The Rebelle Rally Early Years
The road wasn’t all smooth going for Emily. There were a few potholes and bumps along the way, mostly in the form of outdated attitudes to females in motorsports. It wasn’t unusual to be told outright that there was no place for women.
Back then, in a field of 100 or so drivers only 2 or 3 of them would be female. The scrutiny must have been huge, with every move and mistake well and truly under the critical microscope of male drivers. The good news is that was no deterrent for Emily.
Determined to inspire more female drivers and lead the positive change, the Rebelle Rally was born in 2015. It was designed to break down barriers and provide a valuable opportunity for women interested in motorsport to develop and indulge their passion, free from the often intimidating atmosphere of traditional race meets.
Stock vehicles are used in the Rebelle Rally, which opens up the event to keen amateurs who can use an unmodified vehicle and take part. It was a good way to showcase the capabilities of vehicles many had sitting in their driveways, encouraging drivers to experiment and use them to their potential.
The event is run on a points based system, rather than competing on speed. There’s no GPS navigation allowed and competitors must rely on proper old school navigation techniques. Yes, we’re talking maps that never fold back up as nicely and using a compass. It’s a useful skill and the only way teams can find the various remote checkpoints they have to get to. There’s ‘levels’ of checkpoints too.
A Green checkpoint is marked with a flag. Blue checkpoints may or may not have a flag. Black checkpoints definitely do not and are the hardest to find. The points awarded are as expected, with more for the harder checkpoints found and navigated to. It’s a great way to do it and calls on the teams (a driver and navigator in each) to work together. Team members can swap roles if they like.
For women who want to enter but who cannot find a team member, the event will match them up with a like-minded individual, meaning some teams don’t even know each other until a few days before the event. At the end of a long day's racing, teams set up camp together and ready themselves (and their vehicles) for the following day.

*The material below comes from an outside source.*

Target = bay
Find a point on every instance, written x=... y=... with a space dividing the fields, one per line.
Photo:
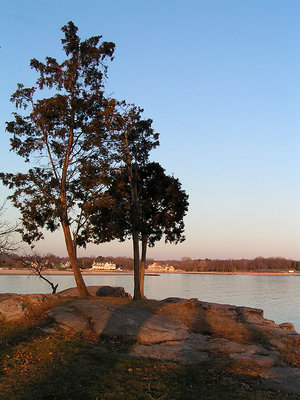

The inaugural event had 72 women take part. Since then, interest has been strong and when the 2022 rally kicked off just north of Lake Tahoe, Nevada, there were 55 teams vying for the top spot.
It’s fair to say the Rebelle Rally has been a great success so far. Which is something we want to continue, because…
The Maxxis-Riding Team
Putting the RAZR MT tyres to the test in last year's Rebelle Rally was Jenna Fribley and Liza Beres. They joined forces as a result of their husbands bromance (the husbands host a podcast about their shared love of old Land Rovers called ‘Underpowered Hour’) and decided to do more than just talk about off-roading, like their husbands were doing.
We’re glad they did. Last year, they powered all the way to the finish line on their LT265/75R16 RAZR MTs.
“The tyres performed incredibly well in any terrain that we threw at them” said Jenna.
“Rocks, sand, loose gravel and hundreds of miles of washed out roads, not to mention the Glamis sand dunes. The ride was smoother and quieter than it’s ever been…we wouldn’t hesitate to run Maxxis Tyres every time”.